Abou Elkassim Britel è un cittadino italiano di origine marocchina vittima di sequestro, detenzione illegale e tortura nell’ambito delle famigerate extraordinary renditions della CIA. Britel liberato dopo 9 anni da innocente ci ha raccontato il suo incontro in Marocco con l’allora console a Casablanca Luca Attanasio.

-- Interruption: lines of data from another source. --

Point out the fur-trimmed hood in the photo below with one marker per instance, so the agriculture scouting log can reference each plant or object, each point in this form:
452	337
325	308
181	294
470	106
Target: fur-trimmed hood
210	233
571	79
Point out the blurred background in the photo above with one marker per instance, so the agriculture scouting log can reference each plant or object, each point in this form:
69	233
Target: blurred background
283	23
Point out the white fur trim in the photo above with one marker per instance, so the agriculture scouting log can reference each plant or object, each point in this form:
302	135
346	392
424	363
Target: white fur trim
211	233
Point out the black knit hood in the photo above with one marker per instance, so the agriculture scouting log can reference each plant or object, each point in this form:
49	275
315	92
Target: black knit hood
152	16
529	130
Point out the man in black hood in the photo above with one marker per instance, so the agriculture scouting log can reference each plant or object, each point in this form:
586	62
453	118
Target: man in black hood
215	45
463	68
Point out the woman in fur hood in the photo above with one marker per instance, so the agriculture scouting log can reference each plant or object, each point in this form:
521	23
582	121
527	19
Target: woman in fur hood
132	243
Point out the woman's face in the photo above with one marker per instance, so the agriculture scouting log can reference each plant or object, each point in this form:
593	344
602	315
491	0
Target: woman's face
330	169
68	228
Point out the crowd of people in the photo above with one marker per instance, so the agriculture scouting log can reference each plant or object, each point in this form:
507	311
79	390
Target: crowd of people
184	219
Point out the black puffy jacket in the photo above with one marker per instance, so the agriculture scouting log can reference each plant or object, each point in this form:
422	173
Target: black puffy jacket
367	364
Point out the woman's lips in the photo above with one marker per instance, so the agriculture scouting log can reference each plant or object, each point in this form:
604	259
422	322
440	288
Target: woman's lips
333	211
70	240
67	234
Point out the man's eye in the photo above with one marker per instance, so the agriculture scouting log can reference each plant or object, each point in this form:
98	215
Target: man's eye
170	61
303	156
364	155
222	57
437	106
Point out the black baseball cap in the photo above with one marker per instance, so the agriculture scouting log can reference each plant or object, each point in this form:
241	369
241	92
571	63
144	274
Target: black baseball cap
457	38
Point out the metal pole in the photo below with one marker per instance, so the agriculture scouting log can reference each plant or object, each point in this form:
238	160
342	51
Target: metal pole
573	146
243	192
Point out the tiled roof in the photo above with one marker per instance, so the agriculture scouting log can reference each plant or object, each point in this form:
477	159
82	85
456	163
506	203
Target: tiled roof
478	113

Il 10 Marzo del 2002 è arrestato dalla polizia pakistana e torturato perché ritenuto “un combattente terrorista”. Dopo due mesi di interrogatori viene consegnato agli agenti della CIA che lo mettono su un volo charter diretto in Marocco. Qui, viene messo in isolamento e torturato per otto mesi e mezzo, durante i quali sono respinte le richieste di visita da parte del personale del locale Consolato italiano e dei familiari. Liberato senza capi d’imputazione nel febbraio del 2003, cerca con la moglie di ottenere dall’ambasciata italiana in Marocco i documenti per tornare in Italia, ma viene nuovamente arrestato al confine con la Spagna dalle autorità marocchine, detenuto senza processo, torturato e costretto a firmare una “confessione” che non ha mai letto e poi condannato a 15 anni di prigione assieme ad altre 1.400 persone sospettate di aver avuto un ruolo negli attentati suicidi a Casablanca del 16 maggio del 2003
Nel 2011, quasi 10 anni dopo, Britel è stato finalmente rilasciato dopo anni di proteste pacifiche e scioperi della fame in carcere ed è tornato in Italia libero da ogni carico e accusa in quanto anche il procedimento contro di lui in Italia è stato archiviato.
La testimonianza di Abou Elkassim Britel
In memoria di Luca Attanasio.
Ho conosciuto Luca come Console d’Italia a Casablanca in Marocco.
Vivevo in una condizione d’ingiustizia e fino allora le autorità italiane si erano occupate di me, cittadino italiano, con grande fatica e scarso impegno come una noiosa pratica burocratica.
Con Luca Attanasio tutto cambiò radicalmente. Si occupò personalmente di me, senza delegare a funzionari, facendomi sentire l’interesse per il mio caso.
Era una persona molto semplice, pronta all’amicizia e onesta. S’informava direttamente per formare la propria opinione. Non faceva pesare la sua funzione e manteneva le sue promesse.
Senza averne l’obbligo, mi rendeva visita e facilitò le visite di mia moglie dopo un trasferimento violento nel carcere di Kenitra.
Nell’aprile del 2011 mi fece rilasciare il passaporto che mi aveva promesso senza alcuna spesa.
S’impegnò per il nostro rientro in Italia accompagnandoci personalmente e con la sua macchina in aeroporto. Ci offrì anche la colazione e restò con noi per essere sicuro che partissimo senza problemi.
Un trattamento da cittadino italiano che non avevo ricevuto nel 2003 dall’ambasciata italiana a Rabat (e che ebbe gravissime conseguenze per me).
Le più sincere condoglianze ai suoi cari che hanno tanti motivi per essere fieri e orgogliosi di lui, dei buoni ricordi che ha lasciato e della sua generosità disinteressata.
Ho letto su La luce che Luca era diventato musulmano, e non esito a crederlo.
Tanti occidentali che si recano nei paesi musulmani – per un motivo o un altro – restano colpiti dall’ambiente e soprattutto dalle persone. Trovano accoglienza, simpatia, generosità, sincerità e sicurezza. Si sentono a casa loro, cosa che fa nascere il desiderio di stabilirsi lì e soprattutto la voglia di diventare come loro, cioè musulmani.
Ci sono persone che con gesti semplici rimangono nella nostra memoria e nonostante la loro scomparsa: Luca fa parte di esse, che Dio lo copra di misericordia.